What we do: Orrick has earned a global reputation advising both established and emerging companies, banks and international financial institutions. Clients include the most disruptive technology companies, 20% of US unicorns, ten of the world’s 25 largest public tech companies, seven of the top 15 energy companies globally, 14 of the top 20 global financial institutions, two of the three most successful fintech companies, funds and government entities.

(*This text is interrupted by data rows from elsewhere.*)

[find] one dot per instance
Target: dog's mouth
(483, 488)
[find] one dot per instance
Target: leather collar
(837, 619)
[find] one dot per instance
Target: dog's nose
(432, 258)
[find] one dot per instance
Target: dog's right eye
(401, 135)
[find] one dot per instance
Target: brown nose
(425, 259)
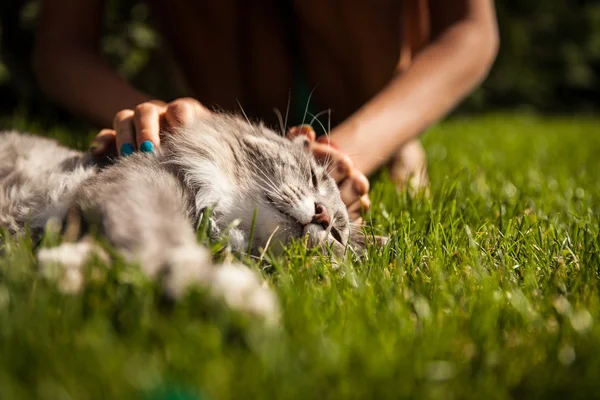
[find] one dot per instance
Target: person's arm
(464, 45)
(69, 65)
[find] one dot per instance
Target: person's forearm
(82, 82)
(439, 78)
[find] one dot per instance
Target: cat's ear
(302, 135)
(301, 141)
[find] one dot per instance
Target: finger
(365, 203)
(182, 112)
(339, 165)
(147, 125)
(123, 125)
(103, 143)
(302, 130)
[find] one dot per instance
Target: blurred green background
(549, 59)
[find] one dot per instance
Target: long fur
(147, 205)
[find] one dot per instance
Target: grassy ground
(489, 289)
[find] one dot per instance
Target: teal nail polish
(126, 149)
(147, 147)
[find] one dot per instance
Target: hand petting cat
(138, 129)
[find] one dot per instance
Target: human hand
(139, 129)
(353, 184)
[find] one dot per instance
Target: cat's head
(247, 169)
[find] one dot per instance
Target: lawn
(489, 289)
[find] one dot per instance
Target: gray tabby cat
(148, 205)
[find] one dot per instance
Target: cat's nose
(321, 216)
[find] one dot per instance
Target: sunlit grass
(488, 289)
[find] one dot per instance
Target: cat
(253, 181)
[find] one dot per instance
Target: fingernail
(147, 147)
(126, 149)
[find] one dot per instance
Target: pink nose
(321, 216)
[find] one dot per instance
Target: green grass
(490, 289)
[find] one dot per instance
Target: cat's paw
(242, 289)
(65, 264)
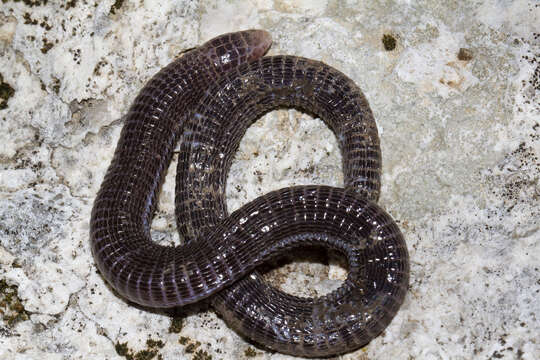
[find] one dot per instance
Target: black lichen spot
(116, 6)
(28, 19)
(190, 348)
(202, 355)
(176, 325)
(6, 91)
(11, 308)
(465, 54)
(71, 4)
(56, 85)
(29, 3)
(150, 352)
(46, 46)
(250, 352)
(389, 42)
(154, 344)
(121, 349)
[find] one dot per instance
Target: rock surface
(454, 87)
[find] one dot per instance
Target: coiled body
(207, 99)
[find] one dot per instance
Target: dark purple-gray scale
(206, 100)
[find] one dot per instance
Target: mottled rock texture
(454, 87)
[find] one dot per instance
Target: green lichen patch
(11, 308)
(389, 42)
(150, 352)
(6, 91)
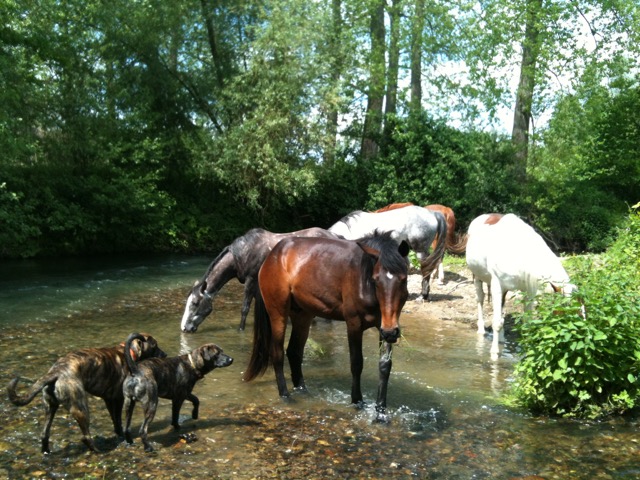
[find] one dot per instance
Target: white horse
(508, 255)
(416, 225)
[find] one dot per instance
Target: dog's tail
(260, 355)
(22, 400)
(131, 352)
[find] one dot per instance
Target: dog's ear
(137, 348)
(211, 352)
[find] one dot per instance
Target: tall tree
(394, 59)
(335, 68)
(526, 85)
(415, 104)
(377, 78)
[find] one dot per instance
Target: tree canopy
(154, 125)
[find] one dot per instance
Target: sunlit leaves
(589, 366)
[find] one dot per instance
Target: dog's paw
(188, 437)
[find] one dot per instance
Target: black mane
(390, 256)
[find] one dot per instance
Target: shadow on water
(444, 396)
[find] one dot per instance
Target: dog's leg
(196, 405)
(51, 405)
(176, 405)
(79, 409)
(115, 411)
(149, 408)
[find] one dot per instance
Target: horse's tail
(429, 264)
(460, 245)
(129, 352)
(22, 400)
(260, 355)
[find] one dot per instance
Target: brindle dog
(95, 371)
(171, 378)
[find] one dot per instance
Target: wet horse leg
(299, 333)
(385, 371)
(250, 291)
(498, 320)
(480, 301)
(278, 330)
(357, 362)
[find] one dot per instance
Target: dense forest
(177, 126)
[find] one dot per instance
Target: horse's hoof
(382, 417)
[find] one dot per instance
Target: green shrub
(586, 366)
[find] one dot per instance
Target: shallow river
(447, 421)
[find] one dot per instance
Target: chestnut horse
(363, 283)
(415, 225)
(507, 254)
(454, 244)
(241, 259)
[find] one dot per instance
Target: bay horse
(454, 244)
(508, 255)
(240, 259)
(415, 225)
(363, 283)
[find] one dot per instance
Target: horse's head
(199, 305)
(390, 277)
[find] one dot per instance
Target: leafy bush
(427, 162)
(586, 366)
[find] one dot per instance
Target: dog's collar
(193, 365)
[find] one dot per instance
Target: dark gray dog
(95, 371)
(171, 378)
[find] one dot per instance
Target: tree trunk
(392, 74)
(336, 68)
(415, 104)
(373, 117)
(526, 86)
(207, 13)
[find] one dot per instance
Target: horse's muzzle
(190, 327)
(390, 335)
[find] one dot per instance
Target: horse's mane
(350, 216)
(215, 261)
(389, 255)
(393, 206)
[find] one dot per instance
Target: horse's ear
(403, 248)
(371, 251)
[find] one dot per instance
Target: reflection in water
(443, 400)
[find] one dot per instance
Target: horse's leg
(250, 291)
(383, 382)
(278, 330)
(299, 333)
(357, 362)
(480, 301)
(440, 274)
(498, 333)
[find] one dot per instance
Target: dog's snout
(224, 360)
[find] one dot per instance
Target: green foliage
(588, 172)
(429, 162)
(586, 366)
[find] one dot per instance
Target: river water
(447, 420)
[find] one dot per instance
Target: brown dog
(171, 378)
(95, 371)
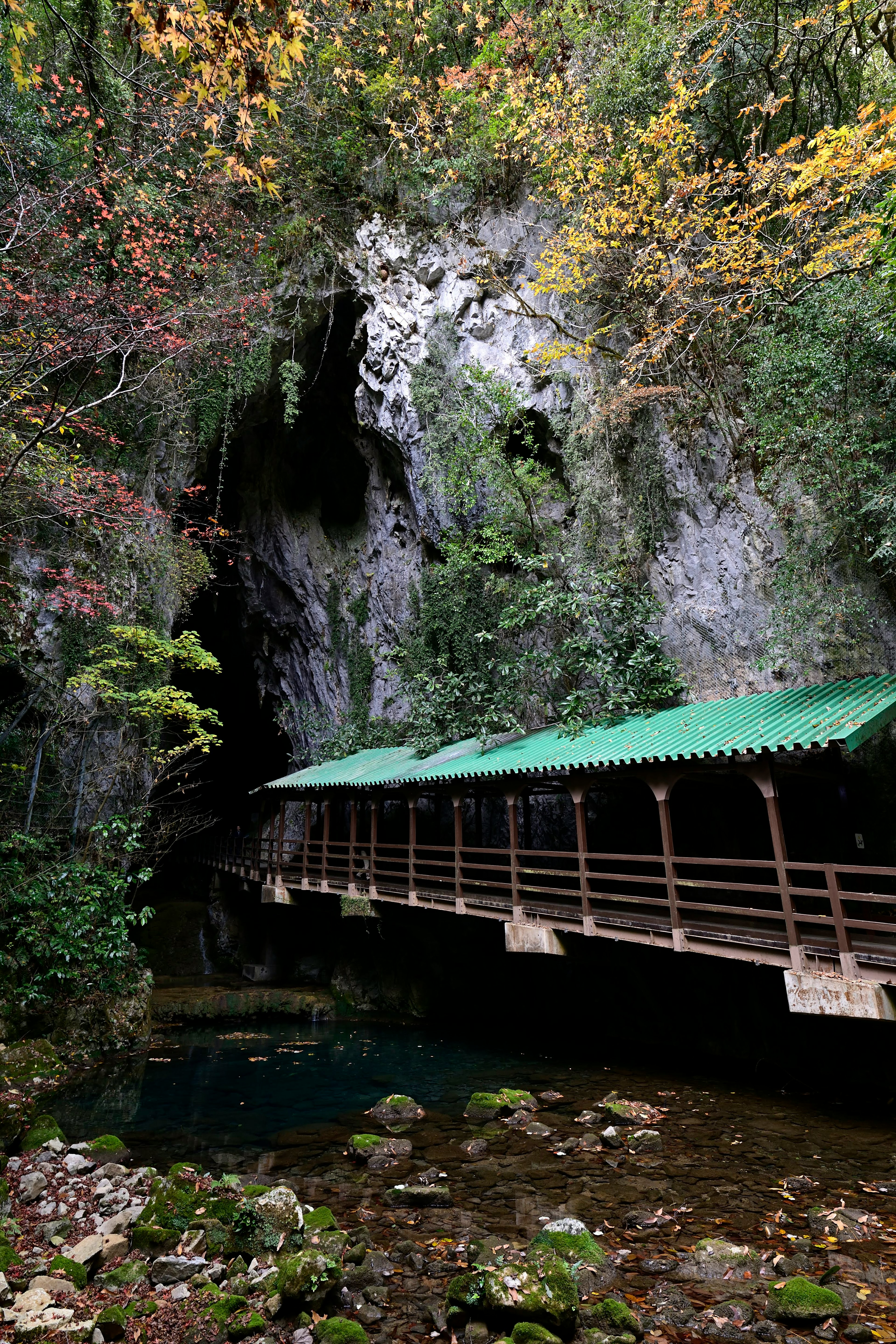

We were named a 2019 Technology Group of the Year by Law360 and rank third for global venture capital (PitchBook). Chambers ranks us Band 1 for both renewable energy and infrastructure.
What we’re looking for: If you set your standards high and have a strong work ethic, then Orrick could be for you. We are looking for bright, talented graduates of any discipline who are looking for a firm offering a broad-based training contract. Applicants should have a least three A-level passes at grades A and B, and a 2(1) degree.
Perks: Bonus scheme, gym membership/subsidy, life assurance, pension scheme with company contributions, private healthcare, season ticket loan, dental plan.
Sponsorship: We will provide sponsorship for your GDL and LPC, and also an £8,000 maintenance grant for the GDL and £9,500 for the LPC.